Abidjan : quand les fanicos transforment la rivière Banco en lavoir géant
Laver le linge au beau milieu de la rivière n'est pas un folklore. C'est le métier de centaines de lavandiers de la capitale économique de la Côte d'Ivoire.
Au nord d’Abidjan, dans le parc du Banco, la rivière portant le même nom est le théâtre d’une activité peu banale. Savon, eau et huile de coude, ils sont plusieurs centaines d’hommes à laver du linge au milieu du cours d’eau. On les appelle des fanicos, un terme qui, en langue locale, veut dire lavandier. Car c’est le linge des autres qu’ils lavent. Travail éprouvant réalisé presque exclusivement par des hommes en raison de la pénibilité du métier.

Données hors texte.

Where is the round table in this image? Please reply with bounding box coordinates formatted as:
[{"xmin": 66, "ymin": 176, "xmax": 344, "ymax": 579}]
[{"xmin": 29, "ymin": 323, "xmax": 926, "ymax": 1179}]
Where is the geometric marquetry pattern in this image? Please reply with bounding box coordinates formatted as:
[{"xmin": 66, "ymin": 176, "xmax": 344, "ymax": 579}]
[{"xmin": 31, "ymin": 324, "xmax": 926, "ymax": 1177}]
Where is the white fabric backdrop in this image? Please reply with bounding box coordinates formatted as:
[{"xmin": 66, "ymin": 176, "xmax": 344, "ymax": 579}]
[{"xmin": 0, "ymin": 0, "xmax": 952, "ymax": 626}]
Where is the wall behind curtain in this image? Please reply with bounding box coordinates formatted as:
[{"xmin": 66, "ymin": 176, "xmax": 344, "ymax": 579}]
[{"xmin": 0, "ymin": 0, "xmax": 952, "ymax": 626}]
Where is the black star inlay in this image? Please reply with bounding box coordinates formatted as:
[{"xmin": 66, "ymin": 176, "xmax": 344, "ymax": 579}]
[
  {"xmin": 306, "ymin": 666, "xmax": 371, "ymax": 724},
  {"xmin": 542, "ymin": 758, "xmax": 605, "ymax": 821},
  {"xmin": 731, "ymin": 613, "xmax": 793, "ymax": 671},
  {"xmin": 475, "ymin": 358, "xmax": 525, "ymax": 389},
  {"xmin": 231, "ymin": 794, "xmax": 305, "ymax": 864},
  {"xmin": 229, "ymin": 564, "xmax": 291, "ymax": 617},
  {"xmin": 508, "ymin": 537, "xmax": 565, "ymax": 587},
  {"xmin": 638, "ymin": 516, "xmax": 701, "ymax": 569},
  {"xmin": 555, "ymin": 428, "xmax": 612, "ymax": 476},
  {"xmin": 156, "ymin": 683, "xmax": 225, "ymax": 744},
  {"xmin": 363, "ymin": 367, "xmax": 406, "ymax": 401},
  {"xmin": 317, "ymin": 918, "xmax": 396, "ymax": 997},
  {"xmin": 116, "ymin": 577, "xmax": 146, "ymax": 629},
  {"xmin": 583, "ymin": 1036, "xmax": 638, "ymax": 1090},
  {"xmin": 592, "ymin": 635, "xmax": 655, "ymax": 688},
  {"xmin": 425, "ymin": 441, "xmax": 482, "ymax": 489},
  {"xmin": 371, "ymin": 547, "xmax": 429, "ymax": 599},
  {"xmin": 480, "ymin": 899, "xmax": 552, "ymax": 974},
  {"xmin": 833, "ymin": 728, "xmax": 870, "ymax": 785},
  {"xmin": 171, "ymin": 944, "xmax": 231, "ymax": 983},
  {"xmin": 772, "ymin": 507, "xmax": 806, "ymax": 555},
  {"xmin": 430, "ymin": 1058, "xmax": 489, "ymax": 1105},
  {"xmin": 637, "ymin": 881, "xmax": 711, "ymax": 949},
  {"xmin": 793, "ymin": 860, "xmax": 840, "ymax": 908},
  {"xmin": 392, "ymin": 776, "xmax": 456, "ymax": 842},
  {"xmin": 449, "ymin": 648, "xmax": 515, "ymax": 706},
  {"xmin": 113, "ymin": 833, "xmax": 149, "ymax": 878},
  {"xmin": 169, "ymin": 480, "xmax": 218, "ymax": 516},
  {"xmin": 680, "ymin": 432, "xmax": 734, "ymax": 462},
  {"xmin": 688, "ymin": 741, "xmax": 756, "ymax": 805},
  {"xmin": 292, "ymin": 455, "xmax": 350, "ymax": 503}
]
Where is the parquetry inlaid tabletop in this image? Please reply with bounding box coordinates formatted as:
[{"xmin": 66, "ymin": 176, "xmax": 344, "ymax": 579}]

Au fil du temps, la technique s’est rodée. Les fanicos, dans l’eau boueuse jusqu’aux genoux, frottent et frappent le linge sur une grosse pierre ou un bloc de béton posé sur un pneu de camion. Un pneu suffisamment lourd placé au fond du cours d’eau. Ils travaillent côte à côte, peu importe que le linge d’à côté soit très sale, ou en cours de rinçage.
Quel risque pour la santé ?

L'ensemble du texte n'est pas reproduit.